●仄暗い部屋の中で
縦に長いモニターデスクの放つ光が、薄暗闇の中に屈強な男の顔を浮かび上がらせる。
「任務の内容を説明する」
そう発したのは、レブロス中隊の指揮を預かるアルフレッド・ディゴリー大尉だった。
机上に東部戦略軍事要塞ゼラフィウムの周辺地域が拡がり、その内の一区画が四角に切り取られてクローズアップされる。
長大な滑走路や、建屋の規則正しい並びから、軍事施設である事が推察できる。
「今回の我々の目標は、ガルドラ陸軍基地の奪還だ」
アルフレッドが喋っている傍らで、ポーラ・チノ(残影・f45339)は、エメラルドグリーンの瞳で周りを観察した。
レブロス中隊の隊員と、比喩ではなく同じ顔ぶれを揃えたスワロウ小隊のテレサ・ゼロハート達からは、場馴れした空気が漂っている。
しかし誰も彼も背が高い。
自分が――ポーラが小さいだけなのだが、一人だけ子供が紛れている違和感が否めない。
事実、体格に反せず実年齢も子供である。
しかしそれを気にする者はいなかった。
猟兵が持つ、世界に違和感を持たせない矯正力が働いているのであろう。
ともすれば、悪霊であるなどと気付きもしないのも当然だ。
気付かれても困る。
自分で自分が何者か説明できないのだから。
出身国も分からない。
キャバリア擬きの機動兵器、モスレイに乗っていた理由も分からない。
煙に巻かれたような自分の中で、モスレイのパイロットである事と、何かと戦っていたという記憶だけはある。

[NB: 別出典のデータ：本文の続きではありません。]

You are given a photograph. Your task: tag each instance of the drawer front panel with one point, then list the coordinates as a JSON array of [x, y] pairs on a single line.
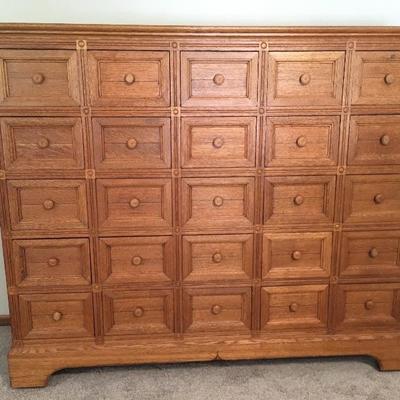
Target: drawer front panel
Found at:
[[294, 308], [217, 310], [218, 142], [134, 203], [146, 312], [374, 140], [137, 260], [376, 78], [48, 205], [216, 202], [122, 143], [129, 78], [51, 262], [219, 79], [372, 199], [363, 307], [217, 257], [299, 199], [39, 78], [297, 255], [302, 141], [42, 143], [305, 78], [57, 315], [370, 254]]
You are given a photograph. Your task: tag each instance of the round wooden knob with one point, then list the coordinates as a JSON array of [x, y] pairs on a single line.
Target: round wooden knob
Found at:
[[219, 79], [57, 316], [43, 143], [218, 142], [129, 79], [216, 309], [384, 140], [301, 141], [37, 79], [305, 79], [138, 312], [298, 200], [373, 253], [134, 203], [48, 204], [378, 198], [137, 260], [218, 201], [131, 143], [296, 255], [53, 262], [217, 257], [369, 305], [389, 79]]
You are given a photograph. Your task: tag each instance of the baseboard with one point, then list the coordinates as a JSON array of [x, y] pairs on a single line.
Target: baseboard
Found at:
[[4, 320]]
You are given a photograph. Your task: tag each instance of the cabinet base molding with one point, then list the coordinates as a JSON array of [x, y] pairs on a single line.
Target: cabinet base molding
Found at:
[[32, 365]]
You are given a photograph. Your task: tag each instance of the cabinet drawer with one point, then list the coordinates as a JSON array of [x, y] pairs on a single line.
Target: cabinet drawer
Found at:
[[218, 142], [297, 255], [374, 140], [217, 309], [134, 203], [217, 257], [47, 204], [42, 143], [367, 307], [294, 308], [302, 141], [51, 262], [57, 315], [219, 78], [145, 312], [370, 254], [299, 199], [372, 199], [39, 78], [376, 78], [129, 78], [216, 202], [122, 143], [137, 259], [305, 78]]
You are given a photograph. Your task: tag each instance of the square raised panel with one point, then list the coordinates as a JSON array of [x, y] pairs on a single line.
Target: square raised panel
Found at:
[[219, 79], [297, 255], [217, 202], [217, 257], [46, 143], [305, 78], [129, 78], [39, 78], [214, 142], [137, 260], [43, 205], [134, 204], [299, 199], [372, 199], [302, 141], [376, 78], [137, 143], [144, 312], [294, 309]]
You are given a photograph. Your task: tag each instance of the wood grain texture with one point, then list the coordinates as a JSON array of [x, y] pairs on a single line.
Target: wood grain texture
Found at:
[[198, 193]]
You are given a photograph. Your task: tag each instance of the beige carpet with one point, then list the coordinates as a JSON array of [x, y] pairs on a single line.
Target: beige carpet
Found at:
[[307, 379]]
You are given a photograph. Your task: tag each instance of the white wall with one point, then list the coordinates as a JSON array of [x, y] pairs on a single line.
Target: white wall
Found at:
[[201, 12]]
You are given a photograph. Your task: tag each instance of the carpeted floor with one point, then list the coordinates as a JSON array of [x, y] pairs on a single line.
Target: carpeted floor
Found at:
[[306, 379]]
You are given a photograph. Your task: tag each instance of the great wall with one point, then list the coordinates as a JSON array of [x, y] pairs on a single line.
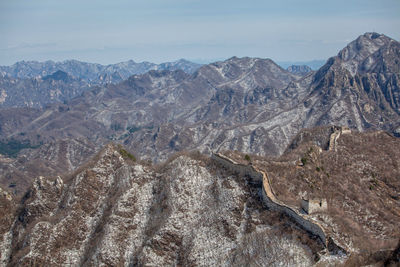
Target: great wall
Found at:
[[305, 221]]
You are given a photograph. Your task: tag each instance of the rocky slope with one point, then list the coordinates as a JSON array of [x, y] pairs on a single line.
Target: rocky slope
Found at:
[[359, 176], [38, 92], [113, 211], [246, 104], [91, 72], [192, 211], [299, 69]]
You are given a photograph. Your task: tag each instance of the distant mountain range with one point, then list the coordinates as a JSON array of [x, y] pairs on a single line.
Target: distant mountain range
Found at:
[[95, 135], [246, 104], [36, 84]]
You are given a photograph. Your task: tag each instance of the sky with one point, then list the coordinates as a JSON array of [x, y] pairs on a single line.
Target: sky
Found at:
[[106, 32]]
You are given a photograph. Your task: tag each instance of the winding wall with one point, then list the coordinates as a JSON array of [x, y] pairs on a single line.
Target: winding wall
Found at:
[[269, 198]]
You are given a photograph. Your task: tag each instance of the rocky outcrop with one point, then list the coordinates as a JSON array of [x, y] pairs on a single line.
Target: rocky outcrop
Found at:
[[115, 212]]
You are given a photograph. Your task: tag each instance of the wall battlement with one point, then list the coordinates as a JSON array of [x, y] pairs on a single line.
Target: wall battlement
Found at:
[[271, 201]]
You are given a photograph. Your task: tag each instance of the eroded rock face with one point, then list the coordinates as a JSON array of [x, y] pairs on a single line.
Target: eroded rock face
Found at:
[[117, 213]]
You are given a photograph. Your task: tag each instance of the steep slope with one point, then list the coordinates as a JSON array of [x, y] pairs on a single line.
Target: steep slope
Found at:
[[53, 158], [359, 87], [186, 212], [246, 104], [92, 72], [38, 92], [359, 176]]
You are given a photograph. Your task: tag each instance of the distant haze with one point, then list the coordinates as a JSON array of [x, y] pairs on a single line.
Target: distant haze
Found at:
[[202, 31]]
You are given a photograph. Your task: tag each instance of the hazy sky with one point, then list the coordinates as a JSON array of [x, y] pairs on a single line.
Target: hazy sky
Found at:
[[110, 31]]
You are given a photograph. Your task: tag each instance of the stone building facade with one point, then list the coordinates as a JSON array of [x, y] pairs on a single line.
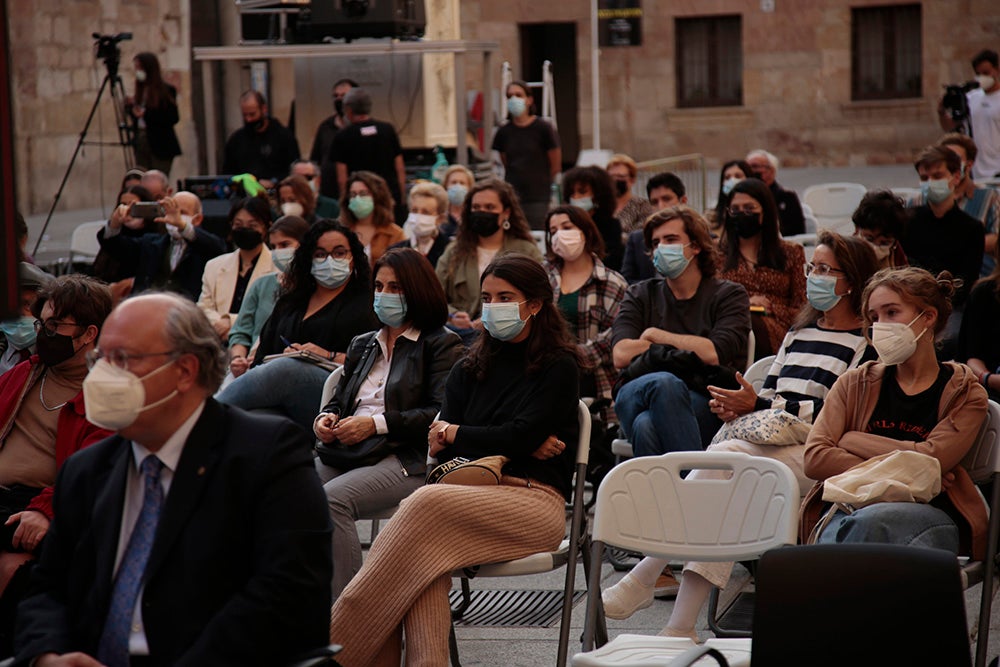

だがそれも漠然とした記憶であって、信憑性には自信がない。
けれど、戦い方は身体に染み付いている。
この感覚だけが、自分を自分と定義付けられる証だった。
アルフレッドは続ける。
「現在のガルドラ陸軍基地は、東アーレス解放戦線に占拠されている」
東アーレス戦線については、ポーラも予め概要を聞かされていた。
雇い主であるレイテナ・ロイヤル・ユニオンと対立する反体制勢力。
ユニオン解体を掲げ、東アーレスの各地で衝突を繰り返しているという。
その規模は単なるテロ組織の枠組みには収まらない。
寄り合い所帯の傘下に入ることを良しとしなかった小国家など、様々な勢力が目的を共にした結果、国家連合体にも迫る規模にまで拡大したらしい。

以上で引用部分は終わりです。